On Mon, May 14, 2012 at 12:22 PM, Alexey Eromenko <al4...@gmail.com> wrote:

>  > Do we have the manpower to solve these problems?
> > If so, where is it?
>
> OSS / community projects start as an one-man-effort.
> Only if you volunteer.
> Just ask some organization (FSF? OSI?) to give you servers later, for
> production use. (data proxy + central registry + VoIP gateway...)
>
> All dev can be done on 2 PCs, on home LAN.
> Protect your project / central registry by trademark name, so forkers
> won't have 1000 of registries, which will kill the purpose.
>

Is any dev actually needed at this point, though?

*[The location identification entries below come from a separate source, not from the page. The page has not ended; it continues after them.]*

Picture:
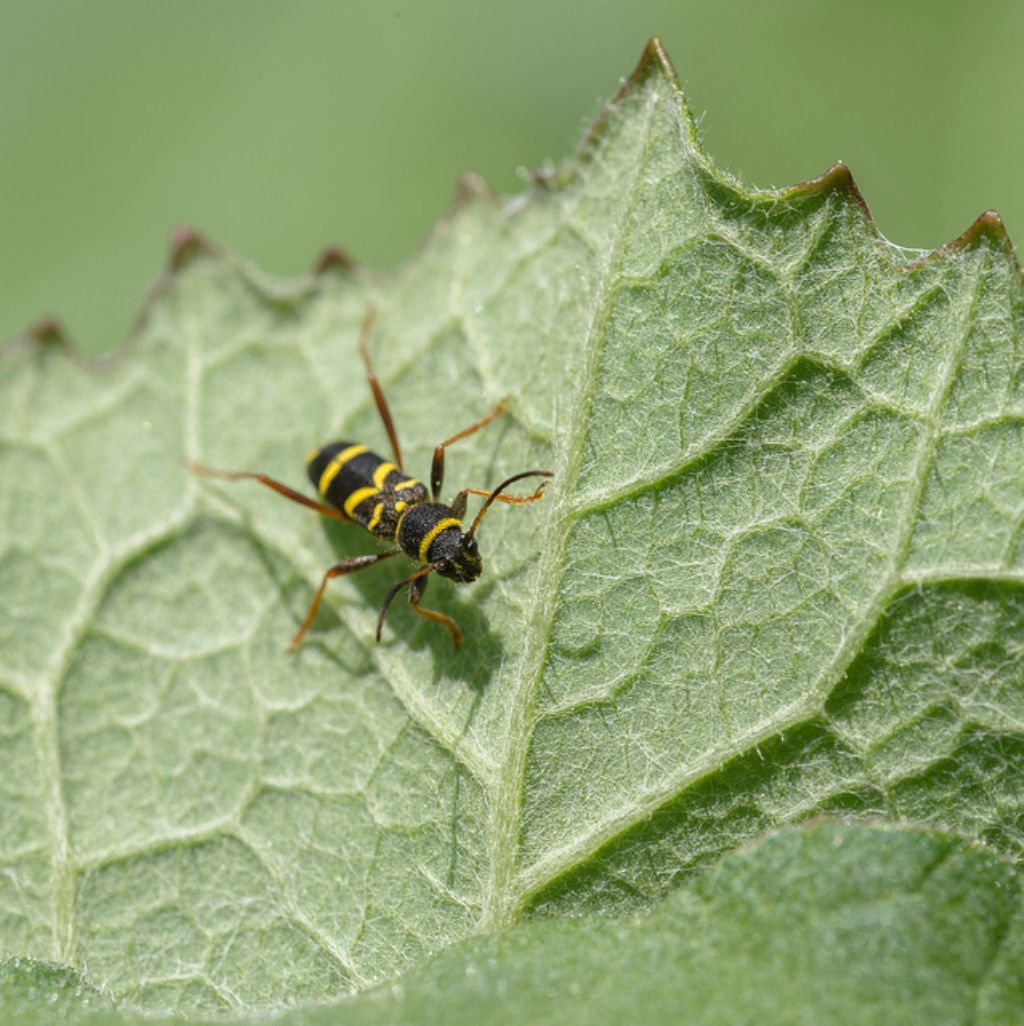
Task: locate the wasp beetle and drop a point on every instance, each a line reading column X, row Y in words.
column 360, row 486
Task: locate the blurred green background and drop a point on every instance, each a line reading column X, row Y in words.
column 277, row 128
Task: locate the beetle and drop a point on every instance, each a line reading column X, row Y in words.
column 360, row 486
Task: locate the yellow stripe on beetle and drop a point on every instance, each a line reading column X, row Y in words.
column 330, row 471
column 433, row 533
column 376, row 518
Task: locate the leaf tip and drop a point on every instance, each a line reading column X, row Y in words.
column 333, row 260
column 48, row 331
column 987, row 230
column 188, row 243
column 653, row 61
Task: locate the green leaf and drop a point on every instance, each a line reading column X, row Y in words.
column 778, row 574
column 831, row 923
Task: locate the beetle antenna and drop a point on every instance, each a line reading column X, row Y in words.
column 488, row 502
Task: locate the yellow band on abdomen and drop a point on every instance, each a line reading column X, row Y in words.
column 433, row 533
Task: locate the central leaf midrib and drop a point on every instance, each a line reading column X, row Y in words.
column 561, row 860
column 504, row 897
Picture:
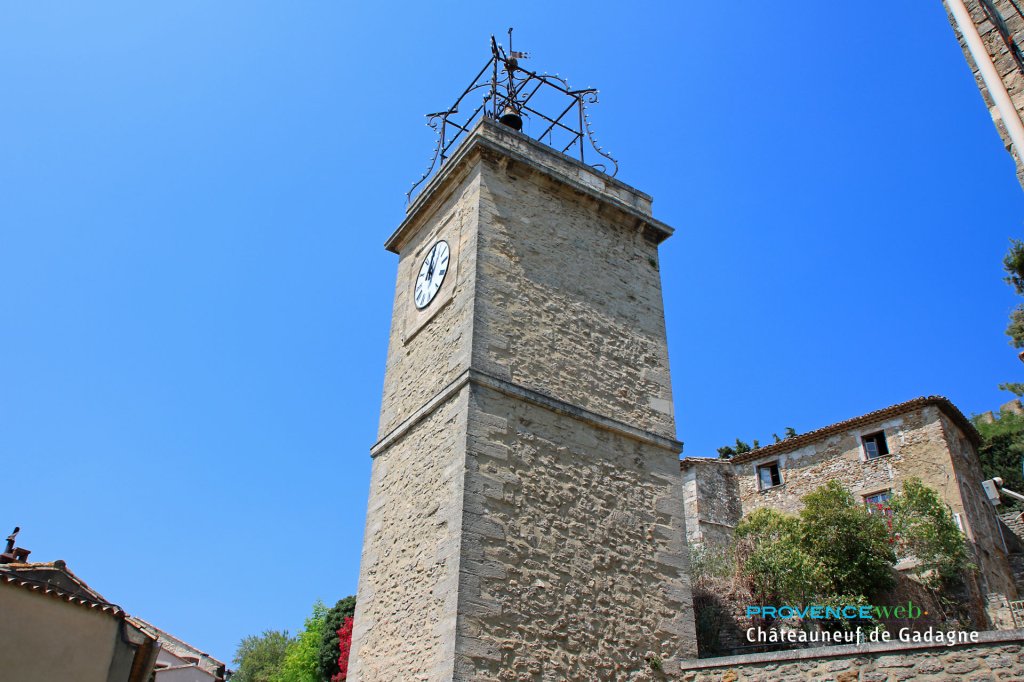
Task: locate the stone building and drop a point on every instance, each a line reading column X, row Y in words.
column 525, row 512
column 871, row 456
column 990, row 33
column 55, row 627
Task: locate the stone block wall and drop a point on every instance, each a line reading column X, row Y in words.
column 1000, row 24
column 429, row 349
column 916, row 448
column 568, row 295
column 409, row 572
column 573, row 560
column 990, row 549
column 996, row 657
column 711, row 498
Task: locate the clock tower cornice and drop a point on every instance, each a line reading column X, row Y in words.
column 489, row 138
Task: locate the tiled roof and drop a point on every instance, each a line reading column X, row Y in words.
column 176, row 645
column 26, row 576
column 794, row 442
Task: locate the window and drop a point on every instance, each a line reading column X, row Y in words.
column 768, row 475
column 878, row 503
column 875, row 444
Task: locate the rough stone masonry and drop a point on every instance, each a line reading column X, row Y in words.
column 525, row 516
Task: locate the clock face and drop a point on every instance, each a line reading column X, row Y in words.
column 428, row 283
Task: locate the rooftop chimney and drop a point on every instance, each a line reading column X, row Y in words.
column 14, row 554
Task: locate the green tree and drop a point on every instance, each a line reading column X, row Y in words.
column 1013, row 264
column 327, row 657
column 259, row 657
column 834, row 550
column 302, row 657
column 779, row 569
column 927, row 531
column 852, row 544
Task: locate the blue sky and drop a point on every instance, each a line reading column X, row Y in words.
column 195, row 299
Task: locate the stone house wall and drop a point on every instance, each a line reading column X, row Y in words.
column 916, row 448
column 995, row 657
column 711, row 497
column 1000, row 24
column 982, row 527
column 923, row 441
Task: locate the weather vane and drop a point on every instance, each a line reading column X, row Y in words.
column 511, row 94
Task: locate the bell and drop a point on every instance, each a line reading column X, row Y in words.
column 511, row 118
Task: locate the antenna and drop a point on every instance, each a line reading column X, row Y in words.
column 513, row 95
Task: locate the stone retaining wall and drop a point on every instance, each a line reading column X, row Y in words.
column 995, row 657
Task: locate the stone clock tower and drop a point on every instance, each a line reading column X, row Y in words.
column 525, row 516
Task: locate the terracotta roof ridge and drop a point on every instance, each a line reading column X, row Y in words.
column 802, row 439
column 164, row 633
column 49, row 590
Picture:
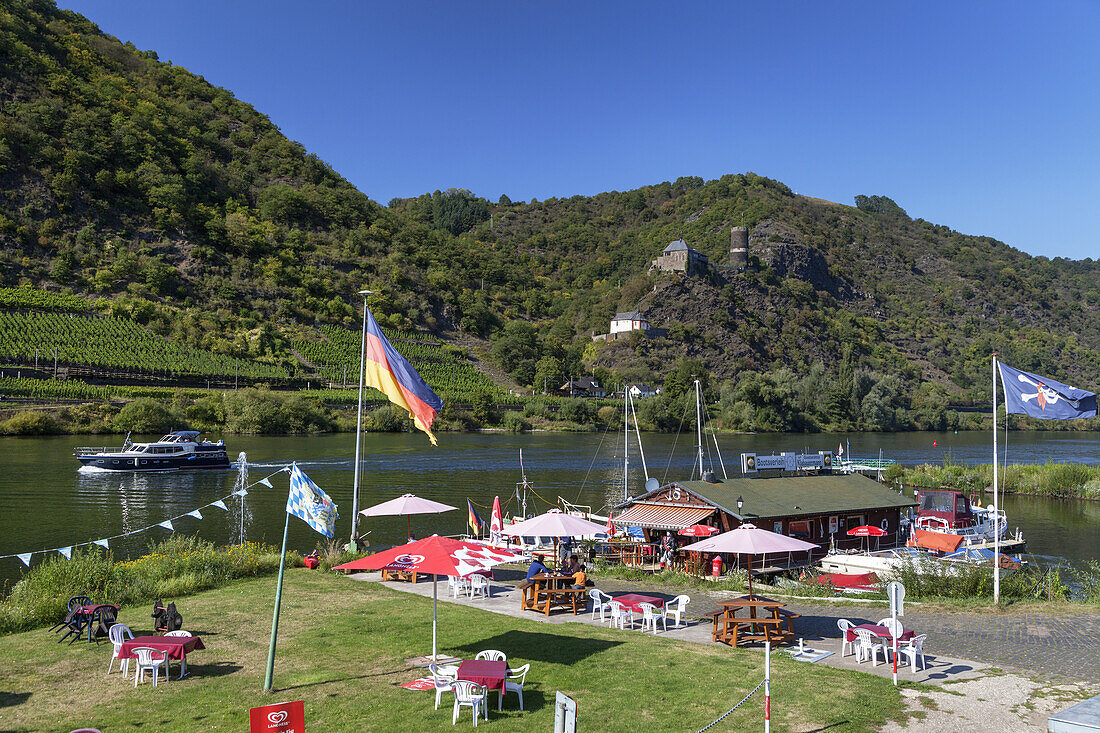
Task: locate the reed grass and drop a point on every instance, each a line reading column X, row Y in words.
column 1055, row 480
column 178, row 566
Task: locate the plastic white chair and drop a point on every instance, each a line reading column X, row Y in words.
column 118, row 634
column 146, row 660
column 492, row 655
column 457, row 584
column 649, row 616
column 514, row 682
column 868, row 645
column 619, row 614
column 470, row 695
column 846, row 646
column 912, row 648
column 600, row 600
column 183, row 663
column 443, row 677
column 678, row 608
column 479, row 586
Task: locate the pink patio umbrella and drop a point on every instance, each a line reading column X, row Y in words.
column 867, row 531
column 749, row 539
column 554, row 524
column 407, row 504
column 439, row 556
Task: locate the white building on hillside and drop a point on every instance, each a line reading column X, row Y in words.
column 629, row 321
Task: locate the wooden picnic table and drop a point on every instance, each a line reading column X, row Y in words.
column 772, row 624
column 548, row 592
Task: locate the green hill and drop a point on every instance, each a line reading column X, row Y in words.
column 157, row 198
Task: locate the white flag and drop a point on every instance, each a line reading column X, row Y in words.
column 309, row 503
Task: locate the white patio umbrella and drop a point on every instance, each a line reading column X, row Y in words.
column 749, row 539
column 554, row 524
column 407, row 504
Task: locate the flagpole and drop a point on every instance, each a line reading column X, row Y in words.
column 435, row 603
column 359, row 427
column 278, row 599
column 997, row 524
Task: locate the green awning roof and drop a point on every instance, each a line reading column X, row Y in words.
column 799, row 495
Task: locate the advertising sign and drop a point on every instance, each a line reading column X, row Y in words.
column 279, row 718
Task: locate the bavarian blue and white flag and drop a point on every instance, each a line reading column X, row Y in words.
column 1042, row 397
column 309, row 503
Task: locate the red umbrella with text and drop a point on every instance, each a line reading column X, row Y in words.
column 438, row 556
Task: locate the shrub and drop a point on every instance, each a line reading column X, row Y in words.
column 515, row 423
column 178, row 566
column 146, row 415
column 30, row 422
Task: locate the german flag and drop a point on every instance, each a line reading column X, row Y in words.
column 388, row 372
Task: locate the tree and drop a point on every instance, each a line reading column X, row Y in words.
column 516, row 349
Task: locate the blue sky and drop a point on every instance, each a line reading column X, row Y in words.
column 981, row 116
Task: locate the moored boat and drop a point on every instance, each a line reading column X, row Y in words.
column 178, row 450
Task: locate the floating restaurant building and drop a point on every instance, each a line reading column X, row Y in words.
column 818, row 509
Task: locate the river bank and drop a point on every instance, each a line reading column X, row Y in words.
column 1058, row 480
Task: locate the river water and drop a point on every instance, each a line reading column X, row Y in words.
column 46, row 503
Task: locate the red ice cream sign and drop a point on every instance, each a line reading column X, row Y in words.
column 279, row 718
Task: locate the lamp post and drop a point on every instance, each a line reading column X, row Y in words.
column 359, row 429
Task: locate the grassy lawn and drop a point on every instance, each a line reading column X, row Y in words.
column 342, row 649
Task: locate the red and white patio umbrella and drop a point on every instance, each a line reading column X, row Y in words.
column 407, row 504
column 496, row 521
column 749, row 539
column 438, row 556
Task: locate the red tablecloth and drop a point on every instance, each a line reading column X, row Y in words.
column 631, row 601
column 174, row 647
column 483, row 671
column 879, row 631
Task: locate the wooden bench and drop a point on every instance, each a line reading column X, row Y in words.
column 543, row 600
column 734, row 630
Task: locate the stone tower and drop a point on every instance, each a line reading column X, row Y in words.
column 739, row 247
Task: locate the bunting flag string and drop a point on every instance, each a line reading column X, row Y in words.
column 220, row 503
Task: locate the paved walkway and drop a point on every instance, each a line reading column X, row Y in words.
column 1054, row 647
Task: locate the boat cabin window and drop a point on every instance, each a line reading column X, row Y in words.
column 938, row 501
column 800, row 529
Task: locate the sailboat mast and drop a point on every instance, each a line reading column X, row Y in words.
column 638, row 434
column 626, row 441
column 699, row 425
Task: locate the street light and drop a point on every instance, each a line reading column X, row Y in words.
column 359, row 428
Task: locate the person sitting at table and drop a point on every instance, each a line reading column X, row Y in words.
column 537, row 568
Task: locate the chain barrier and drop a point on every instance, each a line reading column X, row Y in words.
column 728, row 712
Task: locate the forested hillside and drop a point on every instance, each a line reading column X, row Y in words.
column 157, row 198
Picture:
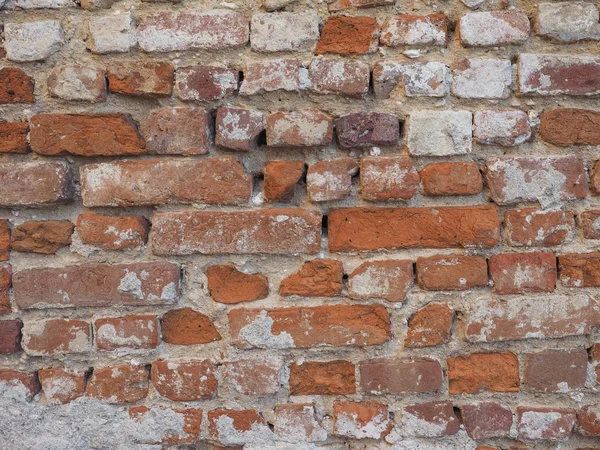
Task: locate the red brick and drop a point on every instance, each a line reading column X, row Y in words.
column 506, row 128
column 388, row 178
column 548, row 424
column 297, row 422
column 273, row 75
column 366, row 129
column 79, row 83
column 353, row 229
column 5, row 283
column 520, row 318
column 281, row 178
column 215, row 29
column 400, row 375
column 13, row 137
column 237, row 427
column 570, row 126
column 203, row 83
column 61, row 386
column 486, row 420
column 112, row 233
column 184, row 381
column 452, row 272
column 28, row 381
column 361, row 420
column 344, row 77
column 48, row 337
column 97, row 285
column 548, row 180
column 305, row 327
column 330, row 180
column 430, row 326
column 349, row 36
column 141, row 78
column 568, row 74
column 493, row 28
column 188, row 430
column 302, row 128
column 409, row 29
column 188, row 327
column 477, row 372
column 588, row 419
column 316, row 278
column 34, row 183
column 451, row 178
column 45, row 237
column 179, row 131
column 273, row 231
column 556, row 370
column 86, row 135
column 118, row 384
column 239, row 128
column 579, row 270
column 433, row 419
column 15, row 86
column 388, row 279
column 10, row 336
column 127, row 332
column 530, row 227
column 4, row 240
column 253, row 377
column 520, row 273
column 219, row 180
column 228, row 285
column 342, row 5
column 589, row 224
column 322, row 378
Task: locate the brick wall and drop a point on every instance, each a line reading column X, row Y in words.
column 362, row 224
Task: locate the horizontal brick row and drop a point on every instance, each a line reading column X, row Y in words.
column 274, row 32
column 473, row 78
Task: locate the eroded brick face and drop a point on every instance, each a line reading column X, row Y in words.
column 285, row 225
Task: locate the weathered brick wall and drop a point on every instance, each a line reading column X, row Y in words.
column 363, row 224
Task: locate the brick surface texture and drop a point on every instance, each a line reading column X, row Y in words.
column 297, row 225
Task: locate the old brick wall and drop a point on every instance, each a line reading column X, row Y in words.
column 363, row 224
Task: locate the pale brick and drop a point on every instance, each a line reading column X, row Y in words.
column 33, row 41
column 202, row 83
column 439, row 133
column 284, row 31
column 419, row 79
column 214, row 29
column 219, row 180
column 238, row 128
column 334, row 76
column 492, row 28
column 272, row 231
column 112, row 34
column 568, row 21
column 406, row 29
column 78, row 83
column 559, row 74
column 501, row 127
column 302, row 128
column 517, row 317
column 388, row 178
column 330, row 180
column 548, row 180
column 482, row 78
column 270, row 76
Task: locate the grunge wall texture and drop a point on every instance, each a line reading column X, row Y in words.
column 365, row 224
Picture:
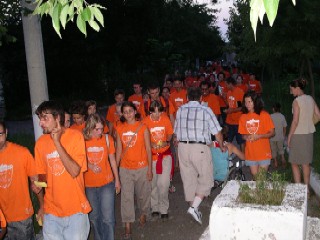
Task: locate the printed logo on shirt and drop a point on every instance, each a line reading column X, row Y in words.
column 178, row 101
column 54, row 163
column 28, row 210
column 6, row 175
column 204, row 104
column 95, row 154
column 141, row 164
column 252, row 86
column 126, row 138
column 232, row 101
column 109, row 177
column 252, row 126
column 137, row 104
column 85, row 205
column 157, row 133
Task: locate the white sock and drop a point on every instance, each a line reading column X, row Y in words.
column 196, row 202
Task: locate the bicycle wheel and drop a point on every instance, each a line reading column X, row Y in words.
column 232, row 174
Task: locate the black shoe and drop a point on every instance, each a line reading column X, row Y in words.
column 164, row 216
column 155, row 214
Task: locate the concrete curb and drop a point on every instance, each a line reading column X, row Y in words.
column 315, row 182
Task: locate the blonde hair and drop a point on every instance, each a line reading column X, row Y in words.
column 91, row 123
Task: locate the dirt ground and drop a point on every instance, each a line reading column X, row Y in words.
column 180, row 225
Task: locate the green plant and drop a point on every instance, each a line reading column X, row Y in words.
column 269, row 189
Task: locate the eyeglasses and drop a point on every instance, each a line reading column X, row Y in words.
column 128, row 112
column 98, row 129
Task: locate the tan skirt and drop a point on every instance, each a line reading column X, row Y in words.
column 301, row 148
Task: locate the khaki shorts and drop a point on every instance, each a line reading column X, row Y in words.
column 196, row 169
column 276, row 148
column 134, row 182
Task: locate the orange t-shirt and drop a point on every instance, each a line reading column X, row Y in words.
column 190, row 81
column 97, row 154
column 163, row 102
column 252, row 123
column 3, row 222
column 139, row 103
column 254, row 85
column 112, row 114
column 233, row 97
column 246, row 78
column 78, row 127
column 16, row 165
column 135, row 156
column 223, row 88
column 211, row 101
column 64, row 195
column 178, row 98
column 243, row 86
column 159, row 131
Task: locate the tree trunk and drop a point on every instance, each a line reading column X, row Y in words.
column 2, row 102
column 35, row 63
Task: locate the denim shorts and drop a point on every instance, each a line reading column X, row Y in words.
column 20, row 230
column 75, row 227
column 258, row 163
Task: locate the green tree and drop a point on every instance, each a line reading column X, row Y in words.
column 291, row 44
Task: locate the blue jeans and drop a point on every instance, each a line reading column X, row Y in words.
column 20, row 230
column 75, row 227
column 233, row 132
column 102, row 215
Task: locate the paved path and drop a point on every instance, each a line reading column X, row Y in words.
column 180, row 225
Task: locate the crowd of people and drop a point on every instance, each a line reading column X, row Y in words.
column 78, row 168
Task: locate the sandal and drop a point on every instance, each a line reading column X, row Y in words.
column 127, row 236
column 142, row 220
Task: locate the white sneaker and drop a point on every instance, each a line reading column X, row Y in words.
column 196, row 214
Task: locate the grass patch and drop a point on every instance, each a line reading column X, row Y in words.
column 267, row 191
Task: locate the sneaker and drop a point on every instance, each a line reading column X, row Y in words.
column 164, row 217
column 155, row 214
column 172, row 189
column 196, row 214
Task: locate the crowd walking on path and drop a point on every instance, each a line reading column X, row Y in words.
column 83, row 159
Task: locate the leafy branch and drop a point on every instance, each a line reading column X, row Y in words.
column 64, row 11
column 258, row 8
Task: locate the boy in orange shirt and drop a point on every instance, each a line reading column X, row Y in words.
column 17, row 166
column 3, row 225
column 101, row 179
column 234, row 99
column 256, row 127
column 61, row 161
column 162, row 165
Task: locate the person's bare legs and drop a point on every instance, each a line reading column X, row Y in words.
column 254, row 171
column 296, row 172
column 306, row 176
column 283, row 160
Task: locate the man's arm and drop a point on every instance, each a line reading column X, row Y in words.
column 70, row 164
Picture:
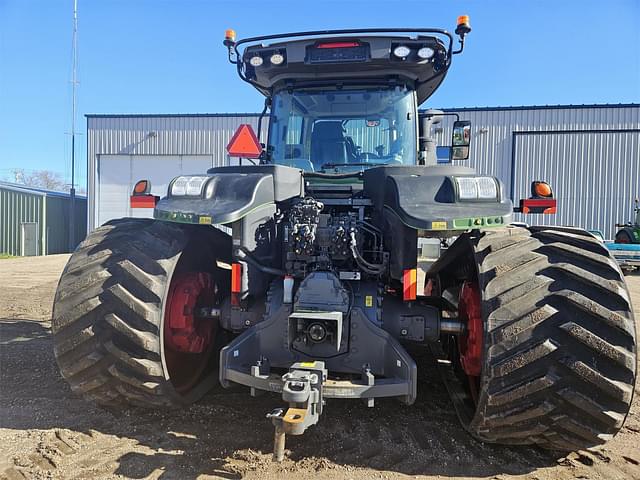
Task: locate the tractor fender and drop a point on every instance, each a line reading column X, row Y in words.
column 230, row 193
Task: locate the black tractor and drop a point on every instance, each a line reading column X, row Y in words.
column 317, row 263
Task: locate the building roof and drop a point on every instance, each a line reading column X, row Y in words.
column 17, row 187
column 448, row 109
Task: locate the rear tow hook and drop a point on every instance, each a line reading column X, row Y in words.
column 302, row 390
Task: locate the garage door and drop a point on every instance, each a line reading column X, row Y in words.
column 595, row 175
column 117, row 175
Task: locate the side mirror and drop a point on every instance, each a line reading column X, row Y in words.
column 461, row 140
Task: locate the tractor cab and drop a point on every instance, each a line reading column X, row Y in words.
column 348, row 101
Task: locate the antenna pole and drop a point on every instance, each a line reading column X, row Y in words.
column 74, row 82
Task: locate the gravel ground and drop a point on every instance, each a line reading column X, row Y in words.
column 47, row 432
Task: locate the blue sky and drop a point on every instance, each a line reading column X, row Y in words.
column 161, row 56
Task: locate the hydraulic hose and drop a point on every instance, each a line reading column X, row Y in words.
column 243, row 255
column 370, row 268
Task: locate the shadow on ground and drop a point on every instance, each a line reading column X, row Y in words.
column 226, row 434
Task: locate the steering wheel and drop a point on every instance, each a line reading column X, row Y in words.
column 365, row 156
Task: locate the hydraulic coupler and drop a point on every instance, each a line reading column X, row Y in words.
column 302, row 390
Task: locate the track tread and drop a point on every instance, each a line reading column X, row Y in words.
column 107, row 314
column 560, row 353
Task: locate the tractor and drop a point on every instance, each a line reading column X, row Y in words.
column 314, row 264
column 630, row 232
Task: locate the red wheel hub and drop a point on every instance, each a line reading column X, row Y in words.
column 184, row 332
column 471, row 343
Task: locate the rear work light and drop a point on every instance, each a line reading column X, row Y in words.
column 401, row 51
column 256, row 61
column 338, row 45
column 426, row 53
column 547, row 206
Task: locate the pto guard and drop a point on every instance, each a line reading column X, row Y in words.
column 385, row 368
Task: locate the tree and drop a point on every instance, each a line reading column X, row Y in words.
column 39, row 178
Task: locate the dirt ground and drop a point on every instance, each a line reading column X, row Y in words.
column 47, row 432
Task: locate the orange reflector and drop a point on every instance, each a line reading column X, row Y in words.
column 141, row 187
column 409, row 284
column 463, row 20
column 236, row 278
column 542, row 189
column 244, row 143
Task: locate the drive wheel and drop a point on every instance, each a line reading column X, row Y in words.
column 127, row 319
column 557, row 363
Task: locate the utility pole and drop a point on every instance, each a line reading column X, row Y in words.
column 74, row 82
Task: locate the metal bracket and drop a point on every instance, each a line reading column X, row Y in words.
column 302, row 390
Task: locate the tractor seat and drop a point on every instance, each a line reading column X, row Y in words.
column 328, row 144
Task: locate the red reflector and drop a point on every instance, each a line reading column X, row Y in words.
column 538, row 205
column 143, row 201
column 236, row 278
column 338, row 45
column 409, row 284
column 244, row 143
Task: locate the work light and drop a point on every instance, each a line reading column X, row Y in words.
column 477, row 188
column 277, row 59
column 401, row 51
column 188, row 186
column 256, row 61
column 426, row 53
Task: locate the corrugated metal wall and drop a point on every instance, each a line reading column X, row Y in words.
column 590, row 155
column 57, row 225
column 49, row 212
column 158, row 135
column 16, row 208
column 499, row 147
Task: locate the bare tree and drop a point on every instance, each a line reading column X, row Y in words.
column 39, row 178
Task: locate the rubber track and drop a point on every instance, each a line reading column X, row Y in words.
column 560, row 341
column 107, row 313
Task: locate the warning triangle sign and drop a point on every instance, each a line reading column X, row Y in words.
column 244, row 143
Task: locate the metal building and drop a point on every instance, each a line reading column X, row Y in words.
column 589, row 153
column 35, row 221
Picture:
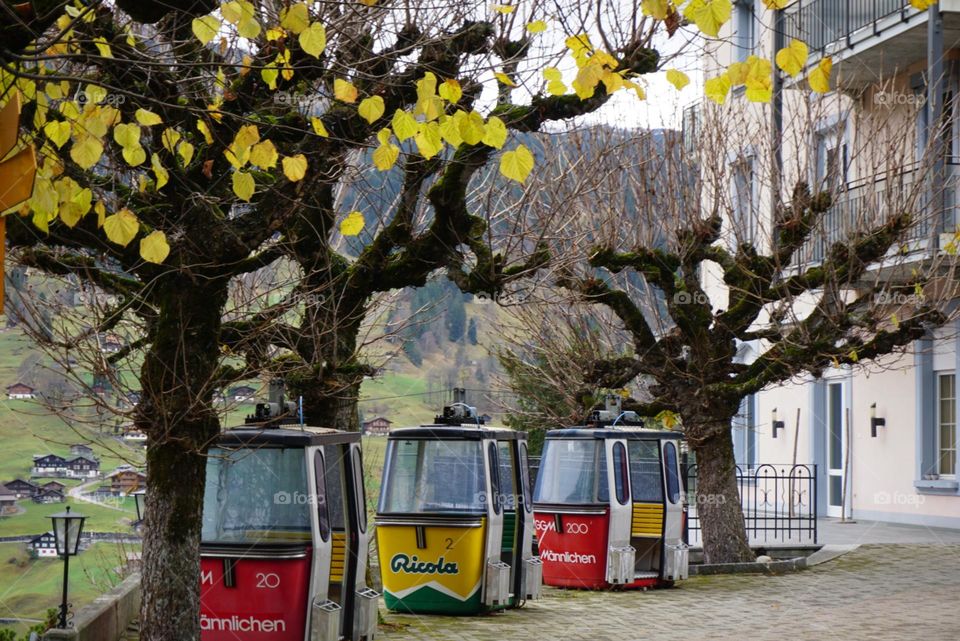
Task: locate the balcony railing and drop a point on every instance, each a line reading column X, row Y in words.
column 866, row 204
column 822, row 22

Or are we already at the
point where it's time to scale it up?
To be clear, the problem we are talking about is as Michał said:

Currently the users cannot be bothered with Yet Another Protocol or
> Social Network, because they already use a multitude of those.
>
> That is one of the reasons why Diaspora, StatusNet, XMPP, SIP hasn't
> picked up users as fast as we would like them to. And they won't as
> long as using them is more cumbersome than proprietary, centralised
> networks/protocols.
>
> I think we have the technology already; we need to focus on tackling
> the network effect and on heavily usability.